Dutchtown candidates hope to stop town floods
Saturday, April 4, 2009
When the residents of Dutchtown incorporated in 1998, the No. 1 reason was to use the status as an official village to secure money for a flood control project. When massive rains sent floodwaters surging through town last year, it not only damaged most of the homes in this town of 100, it also exposed conflicts among village leaders over a proposed levee.
Soon after the flood, the U.S. Army Corps of Engineers met with townspeople and revealed that the anticipated cost of the levee had risen from $2.97 million to more than $4 million, meaning the town's 35 percent share would be $1.4 million instead of $1 million.
Since then, the village board has replaced longtime chairman H.W. "Bud" Obermann. And because the expense of a major levee was more than the village of 100 residents could bear even with state-directed grants, a plan has emerged to put up a more modest barrier that would protect property during all but the largest floods.
On Tuesday, in the first election since the floods, six candidates are vying for three spots on the village board of trustees. Of the six candidates on the Tuesday ballot, the Southeast Missourian interviewed five. They appear united in their hopes that the village can, in a short period of time, complete at least a modest flood-protection project. Kris Golden, the sixth candidate on the ballot, did not return messages.
The project planned by the corps would build a major levee around the town and farmland to the south of the village, keeping Highway 74, Highway 25 and Route A open during major floods.
"We couldn't afford their levee and what we are considering is a smaller, scaled-down version would protect the town and not so far out," said Angela Crutsinger, chairwoman of the town board and a candidate for re-election.
Town leaders took an active role in recruiting candidates for the ballot, even if it meant those in office are voted out, Crutsinger said. "It was a different process this time," she said. "It wasn't if they find out there is an election they can run. We took a proactive approach to it."
Another incumbent board member, Shirley A. Moss, said future success will depend on having a board where all the members work well together. "The only way to conduct the business of the town is for everybody to get along," said Moss, who operates Affordable Merchandise at the intersection of highways 74 and 25.

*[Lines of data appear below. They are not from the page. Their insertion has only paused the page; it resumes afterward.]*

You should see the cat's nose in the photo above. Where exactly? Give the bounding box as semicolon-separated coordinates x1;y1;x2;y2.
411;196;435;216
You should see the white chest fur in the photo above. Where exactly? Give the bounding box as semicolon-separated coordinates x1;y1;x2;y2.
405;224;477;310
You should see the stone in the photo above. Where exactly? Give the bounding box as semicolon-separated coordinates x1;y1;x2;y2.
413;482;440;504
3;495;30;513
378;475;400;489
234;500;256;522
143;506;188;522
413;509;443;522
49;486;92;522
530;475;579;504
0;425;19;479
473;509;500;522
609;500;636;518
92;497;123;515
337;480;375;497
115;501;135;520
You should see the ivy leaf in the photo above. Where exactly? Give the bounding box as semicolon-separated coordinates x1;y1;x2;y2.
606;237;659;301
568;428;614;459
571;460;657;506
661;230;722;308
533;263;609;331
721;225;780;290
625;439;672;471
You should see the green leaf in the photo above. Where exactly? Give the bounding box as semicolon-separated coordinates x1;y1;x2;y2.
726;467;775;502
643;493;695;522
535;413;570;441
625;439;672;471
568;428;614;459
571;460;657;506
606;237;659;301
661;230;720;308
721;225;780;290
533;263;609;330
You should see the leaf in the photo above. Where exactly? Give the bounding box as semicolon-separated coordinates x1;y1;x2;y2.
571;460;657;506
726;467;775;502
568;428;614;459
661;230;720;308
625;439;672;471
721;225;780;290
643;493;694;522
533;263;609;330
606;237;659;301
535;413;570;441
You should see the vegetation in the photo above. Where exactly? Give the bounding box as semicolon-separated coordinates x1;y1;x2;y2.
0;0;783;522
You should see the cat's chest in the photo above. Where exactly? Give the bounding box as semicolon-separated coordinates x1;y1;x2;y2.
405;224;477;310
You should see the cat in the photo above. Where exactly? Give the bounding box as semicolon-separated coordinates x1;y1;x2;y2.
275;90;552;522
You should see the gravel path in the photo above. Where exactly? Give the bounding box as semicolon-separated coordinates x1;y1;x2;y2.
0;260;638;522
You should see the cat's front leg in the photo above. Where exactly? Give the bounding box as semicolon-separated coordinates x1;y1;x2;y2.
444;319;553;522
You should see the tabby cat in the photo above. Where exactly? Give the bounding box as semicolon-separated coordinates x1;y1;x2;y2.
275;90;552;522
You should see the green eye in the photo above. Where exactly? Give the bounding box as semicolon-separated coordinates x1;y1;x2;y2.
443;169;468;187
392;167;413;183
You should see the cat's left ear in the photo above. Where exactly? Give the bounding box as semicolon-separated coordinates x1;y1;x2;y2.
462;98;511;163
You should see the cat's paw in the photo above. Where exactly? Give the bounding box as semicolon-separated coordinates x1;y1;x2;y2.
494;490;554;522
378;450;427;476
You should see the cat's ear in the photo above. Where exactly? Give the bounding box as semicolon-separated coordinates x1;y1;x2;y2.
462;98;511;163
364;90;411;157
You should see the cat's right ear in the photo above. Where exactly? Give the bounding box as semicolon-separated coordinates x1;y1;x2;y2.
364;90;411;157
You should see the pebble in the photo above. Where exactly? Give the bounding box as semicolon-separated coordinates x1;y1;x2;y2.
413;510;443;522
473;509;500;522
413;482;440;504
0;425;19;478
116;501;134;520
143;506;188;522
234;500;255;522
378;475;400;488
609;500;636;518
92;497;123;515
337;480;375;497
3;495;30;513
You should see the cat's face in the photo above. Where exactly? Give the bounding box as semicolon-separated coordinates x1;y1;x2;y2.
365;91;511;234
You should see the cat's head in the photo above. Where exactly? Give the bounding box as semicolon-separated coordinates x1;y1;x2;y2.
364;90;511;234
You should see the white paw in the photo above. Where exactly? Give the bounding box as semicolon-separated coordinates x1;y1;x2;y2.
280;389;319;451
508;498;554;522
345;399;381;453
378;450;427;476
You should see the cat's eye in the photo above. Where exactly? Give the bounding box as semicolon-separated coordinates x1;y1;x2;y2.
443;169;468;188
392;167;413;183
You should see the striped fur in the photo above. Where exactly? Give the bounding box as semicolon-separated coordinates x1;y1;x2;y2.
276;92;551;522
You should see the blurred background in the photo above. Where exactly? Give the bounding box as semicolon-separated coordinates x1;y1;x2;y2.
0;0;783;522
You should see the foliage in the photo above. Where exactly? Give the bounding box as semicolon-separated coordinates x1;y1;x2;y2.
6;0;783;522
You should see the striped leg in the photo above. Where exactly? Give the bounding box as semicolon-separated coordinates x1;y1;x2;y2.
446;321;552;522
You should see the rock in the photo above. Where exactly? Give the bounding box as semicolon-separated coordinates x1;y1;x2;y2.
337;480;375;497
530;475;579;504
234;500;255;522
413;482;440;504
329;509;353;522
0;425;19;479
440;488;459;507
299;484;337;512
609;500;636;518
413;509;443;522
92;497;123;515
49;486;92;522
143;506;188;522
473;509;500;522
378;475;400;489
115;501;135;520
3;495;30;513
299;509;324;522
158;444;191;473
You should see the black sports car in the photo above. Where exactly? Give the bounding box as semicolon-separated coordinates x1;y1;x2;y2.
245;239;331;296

The other candidates for board positions are Christina Parmer, daughter of town clerk Doyle Parmer, Dustin Hoesli, an insurance representative who moved to town since the flood, and Jerry Mowery, a resident who was out of his home from March until July due to water damage.
Parmer also emphasizes cooperation and information sharing as the two most important attributes newcomers can bring to the village board. "I am confident if we can get new people on the board, things will be better. That is my goal, to bring fresh ideas. I will just work hard at it. We need to get some young people in there and hopefully change things."
The top problem with changing from the corps-planned $4 million levee to a more modest flood control structure is finances. The city has a commitment of more than $300,000 from a Community Development Block Grant through the state, but the money is earmarked for the big levee solution. Another hurdle will be persuading landowners where the levee will be built that they should help.
Parmer said she and Golden are running as a partnership. Golden has the skills to persuade any recalcitrant landowners, she said. "She knows how to persuade people," Parmer said.
Hoesli is selling his candidacy as a fresh look at the town issues from the outside. He said the smaller levee seems to be the right idea. "I don't know the answers, but I know how to ask the questions," Hoesli said. "If you can do something simple, that probably would be the best bet."
Unlike Parmer and Moss, Mowery isn't a lifelong resident of the area. But he's lived in Dutchtown long enough, about six years, to know what it means when Mississippi River backwaters threaten the town. "I think if things are handled right we can get something done, but it is a matter of who will listen to us talk in the higher offices."
The major levee is beyond Dutchtown's resources, Mowery said. "At the rate the cost is rising for the one the corps wants to build, we will never get that," he said. "We have to take alternative measures to save the town."